Mit der konventionellen Aufteilung der Länder der Welt in einen Globalen Norden und einen Globalen Süden kann man mit Sicherheit sagen, dass der Norden seinen eigenen informellen internationalen Club hat - die G7. Auf den jährlichen Gipfeltreffen der G7 werden gemeinsame Ansätze für aktuelle internationale Probleme vereinbart. Hat der globale Süden ebenfalls seinen eigenen Club?
BRICS-der Club des "globalen Südens"?
"Es gibt die so genannten BRICS, ein Bündnis aus Brasilien, Russland, Indien, China und Südafrika. Aber man kann nicht sagen, dass es sich dabei um eine Art Benchmark-Kombination von Ländern handelt, das war auch in weniger angespannten Zeiten aus verschiedenen Gründen nicht der Fall. Diese Gruppe hat jedoch ihren Schwung beibehalten und wurde gerade um sechs weitere Mitglieder bereichert. Sie ist jetzt viel vielfältiger geworden, nicht nur geografisch, sondern auch politisch und in vielerlei anderer Hinsicht. Sie repräsentiert wirklich im weitesten Sinne den globalen Süden", sagt Ian Lesser.
Ein weiterer "Club" ist die Gruppe der 77 (G77). Dabei handelt es sich um die größte zwischenstaatliche Organisation von Entwicklungsländern, die innerhalb der Vereinten Nationen agiert und die Interessen des Globalen Südens vertritt.
Gleichzeitig stellen Fachleute fest, dass es im Süden oft keinen Konsens zu den wichtigsten globalen Fragen gibt. Dies gilt insbesondere für die russische Invasion in der Ukraine.

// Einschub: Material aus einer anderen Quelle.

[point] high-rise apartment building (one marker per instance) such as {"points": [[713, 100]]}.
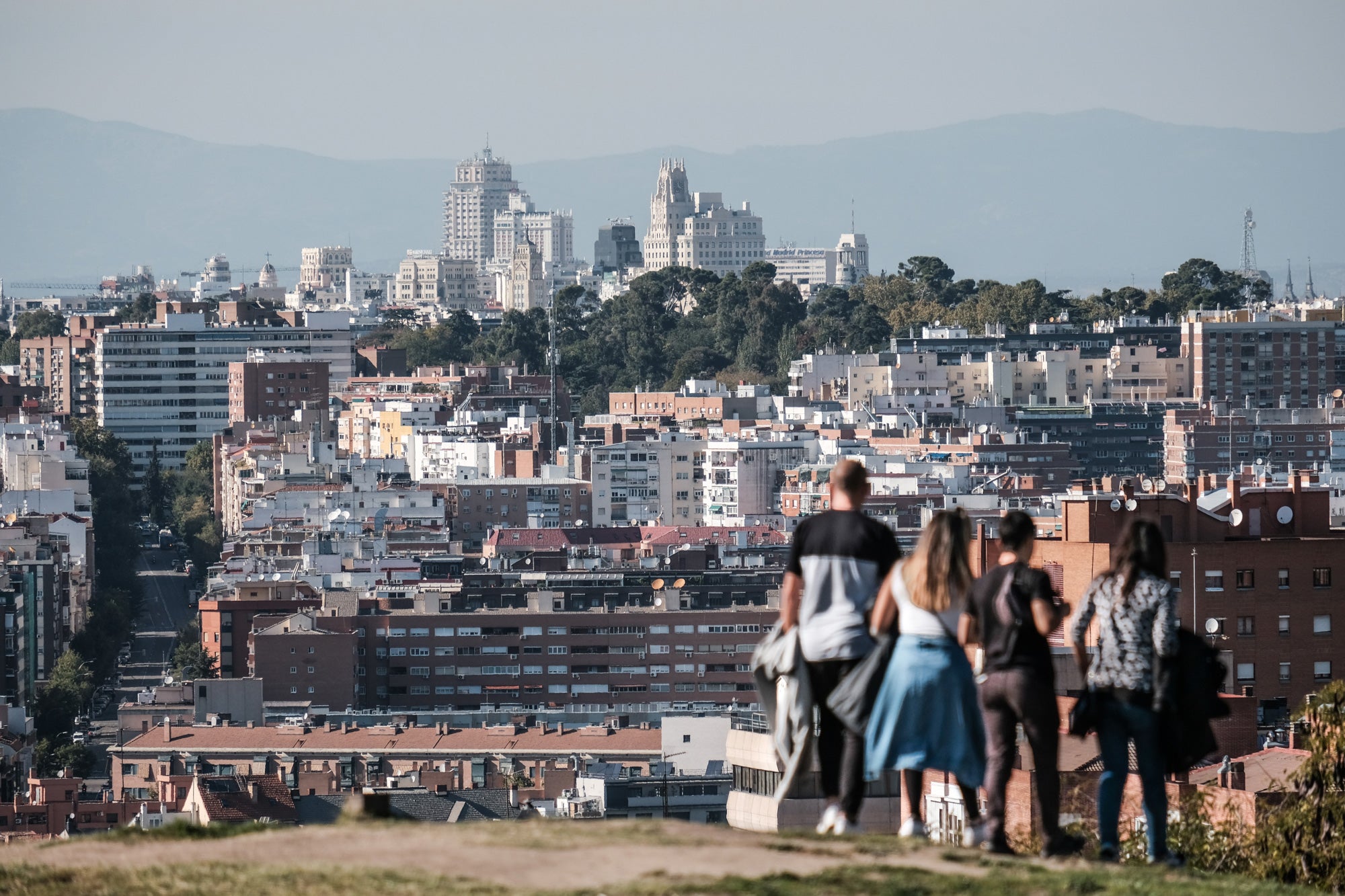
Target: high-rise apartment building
{"points": [[699, 231], [551, 232], [1266, 364], [166, 385], [527, 286], [617, 248], [809, 270], [325, 268], [427, 279], [481, 189]]}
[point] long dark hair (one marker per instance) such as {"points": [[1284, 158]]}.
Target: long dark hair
{"points": [[1140, 551]]}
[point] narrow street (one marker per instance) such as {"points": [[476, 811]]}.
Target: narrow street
{"points": [[166, 610]]}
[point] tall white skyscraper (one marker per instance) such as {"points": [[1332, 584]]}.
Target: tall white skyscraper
{"points": [[482, 188], [699, 231]]}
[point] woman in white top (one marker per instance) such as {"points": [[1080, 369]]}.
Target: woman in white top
{"points": [[927, 713]]}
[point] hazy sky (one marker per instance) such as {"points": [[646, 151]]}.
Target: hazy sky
{"points": [[579, 79]]}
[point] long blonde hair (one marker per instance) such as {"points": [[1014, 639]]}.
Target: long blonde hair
{"points": [[938, 569]]}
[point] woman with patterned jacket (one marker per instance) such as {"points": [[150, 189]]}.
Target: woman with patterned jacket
{"points": [[1137, 623]]}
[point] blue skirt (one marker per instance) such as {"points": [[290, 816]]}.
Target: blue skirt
{"points": [[927, 713]]}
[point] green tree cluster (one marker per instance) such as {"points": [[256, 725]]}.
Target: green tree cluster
{"points": [[190, 659], [139, 310], [683, 323], [30, 325], [193, 514], [116, 598]]}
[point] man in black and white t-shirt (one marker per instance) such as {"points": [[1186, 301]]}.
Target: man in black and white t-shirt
{"points": [[837, 564]]}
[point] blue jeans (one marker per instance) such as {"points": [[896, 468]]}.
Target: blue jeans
{"points": [[1118, 724]]}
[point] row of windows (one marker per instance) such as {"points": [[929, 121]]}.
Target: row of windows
{"points": [[1246, 579]]}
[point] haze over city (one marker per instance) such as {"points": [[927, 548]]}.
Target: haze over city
{"points": [[695, 447]]}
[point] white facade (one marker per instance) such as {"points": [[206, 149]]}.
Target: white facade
{"points": [[325, 267], [649, 483], [551, 232], [699, 231], [167, 384], [430, 280], [216, 279], [740, 478], [809, 270], [436, 455], [525, 282], [482, 188]]}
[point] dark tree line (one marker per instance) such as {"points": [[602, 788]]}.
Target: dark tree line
{"points": [[679, 323]]}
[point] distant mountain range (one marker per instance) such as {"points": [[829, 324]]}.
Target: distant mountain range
{"points": [[1082, 201]]}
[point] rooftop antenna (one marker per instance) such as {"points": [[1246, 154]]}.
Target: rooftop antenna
{"points": [[552, 358]]}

"Ein Teil der Länder des Globalen Südens hat den Einmarsch Russlands in die Ukraine verurteilt. Aber es gibt auch eine Reihe von Staaten, die eine neutrale Position eingenommen haben. Man kann sagen, dass gewichtige Länder wie Indonesien, Indien oder Brasilien es vorziehen, nicht Partei zu ergreifen. Die Länder des Globalen Südens sind sehr vielfältig. Dazu gehören Staaten wie Uruguay, das eine fast perfekte Demokratiebilanz aufweist, und Syrien mit dem Südsudan, wo die Zahlen in dieser Hinsicht absolut erschreckend sind", erinnerte Patrick Stewart in einem Interview mit Euronews.
Fachkundige stellen fest, dass einige Länder versuchen, den Globalen Süden für ihre eigenen Interessen zu nutzen, um ihren Einfluss auf der internationalen Bühne zu vergrößern. So veranstaltete Indien Anfang 2023 ein virtuelles Gipfeltreffen mit dem Titel "Voice of the Global South", an dem Vertreter:innen von mehr als 120 Staaten teilnahmen. Auch China, das seit langem in Afrika, Asien und Lateinamerika investiert, zeigt großes Interesse.